Infinera's first-quarter results by the numbers

Metric

Q1 2020

Q1 2019

Change

Analyst Consensus

Revenue

$330 million

$293 million

13%

$318 million

GAAP net income (loss)

($99 million)

($122 million)

18%

N/A

Adjusted earnings (loss) per diluted share

($0.27)

($0.23)

(17%)

($0.18)

Data source: Infinera. GAAP = generally accepted accounting principles.
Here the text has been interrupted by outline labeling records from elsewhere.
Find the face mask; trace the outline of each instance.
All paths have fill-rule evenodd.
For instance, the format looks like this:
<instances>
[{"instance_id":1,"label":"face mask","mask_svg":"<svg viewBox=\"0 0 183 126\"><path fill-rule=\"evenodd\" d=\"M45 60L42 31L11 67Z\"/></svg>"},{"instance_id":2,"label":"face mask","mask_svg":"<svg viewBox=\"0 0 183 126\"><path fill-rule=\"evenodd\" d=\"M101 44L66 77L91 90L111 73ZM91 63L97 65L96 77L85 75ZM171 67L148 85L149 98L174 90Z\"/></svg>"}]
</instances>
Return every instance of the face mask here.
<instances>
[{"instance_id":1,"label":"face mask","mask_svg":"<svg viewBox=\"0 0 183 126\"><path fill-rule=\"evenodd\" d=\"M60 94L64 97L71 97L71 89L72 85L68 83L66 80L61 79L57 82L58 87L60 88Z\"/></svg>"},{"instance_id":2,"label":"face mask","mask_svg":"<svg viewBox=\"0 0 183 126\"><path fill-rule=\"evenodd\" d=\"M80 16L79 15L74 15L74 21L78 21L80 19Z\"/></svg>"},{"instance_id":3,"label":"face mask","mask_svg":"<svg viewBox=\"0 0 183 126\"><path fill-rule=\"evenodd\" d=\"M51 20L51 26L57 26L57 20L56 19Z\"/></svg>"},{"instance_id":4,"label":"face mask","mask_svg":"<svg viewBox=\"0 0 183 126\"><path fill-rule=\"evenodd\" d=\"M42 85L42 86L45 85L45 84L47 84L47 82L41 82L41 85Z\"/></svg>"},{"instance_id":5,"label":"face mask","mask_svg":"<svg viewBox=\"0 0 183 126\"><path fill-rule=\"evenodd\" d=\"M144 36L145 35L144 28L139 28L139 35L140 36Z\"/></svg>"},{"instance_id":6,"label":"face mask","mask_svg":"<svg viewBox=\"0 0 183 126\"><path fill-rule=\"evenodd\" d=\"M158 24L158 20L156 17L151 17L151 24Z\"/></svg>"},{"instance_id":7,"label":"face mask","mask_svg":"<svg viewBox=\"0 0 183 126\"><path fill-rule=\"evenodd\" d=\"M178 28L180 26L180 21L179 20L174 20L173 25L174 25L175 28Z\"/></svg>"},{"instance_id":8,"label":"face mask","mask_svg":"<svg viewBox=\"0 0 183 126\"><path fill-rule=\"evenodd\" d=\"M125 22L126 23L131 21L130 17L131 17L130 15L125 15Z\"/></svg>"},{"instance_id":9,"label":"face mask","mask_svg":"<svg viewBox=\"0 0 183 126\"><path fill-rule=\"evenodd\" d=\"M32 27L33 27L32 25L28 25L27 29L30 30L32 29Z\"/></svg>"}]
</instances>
The company rose above Wall Street's revenue targets thanks to the early delivery of a major subsea network connection. The same project also reduced Infinera's total gross margins by 300 basis points or 3 percentage points, because the equipment involved in this stage of the subsea installation consists of low-margin commodities. Infinera would have delivered an adjusted net loss of approximately $0.22 per share without this accelerated project, edging out the analyst consensus.

Violating the laws of physics

The large subsea project comes with plenty of upsides in the long run. The consortium of customers that ordered the basic cable pull will come back with orders for higher-margin network endpoints across 19 countries along this fiber-optic loop.

Moreover, Infinera is shipping 600-megabit networking gear to replace the last generation of 200-megabit and 400-megabit equipment, and an even faster 800-megabit solution will be available in the second half of 2020. That's a unique business advantage that the company's sector rivals will find difficult to match in the near term.

"During the quarter, we demonstrated technical performance leadership in 800-gig transmissions in a major North America operators live production network, conducted with our new ICE6 powered Groove GX Series platform," CEO Tom Fallon said in the earnings call. "Compared to the current third-generation 400-gig solutions, we believe ICE6 will enable savings of more than 65% in the same typical North America backbone network. As a consequence of this superior performance, our competitors have taken to publishing white papers that challenge our results as violating the laws of physics. I kindly can't think of a higher compliment and look forward to competing in the field."

A colorful bundle of optical networking fibers in dramatic lighting.

Image source: Getty Images.

What's next for Infinera?

Infinera's management isn't terribly worried about the COVID-19 health crisis, which increased the company's shipping costs in the first quarter to a modest degree. Looking ahead to the second quarter, revenues should land near $320 million, down from $330 million in the year-ago period. The coronavirus pandemic is making bottom-line earnings too unpredictable to provide a meaningful guidance target, but many companies also refuse to provide top-line targets these days. The revenue guidance is a handy little bonus.

As a leader in the long-haul networking space, Infinera is itching to get back to network installations in support of 5G wireless rollouts and a rapid rise in global network traffic. There's a fantastic long-term growth story to be told here, and Infinera's stock entered this report at a 30% discount from February's 52-week highs. This is a wide-open buying window for a high-quality networking company.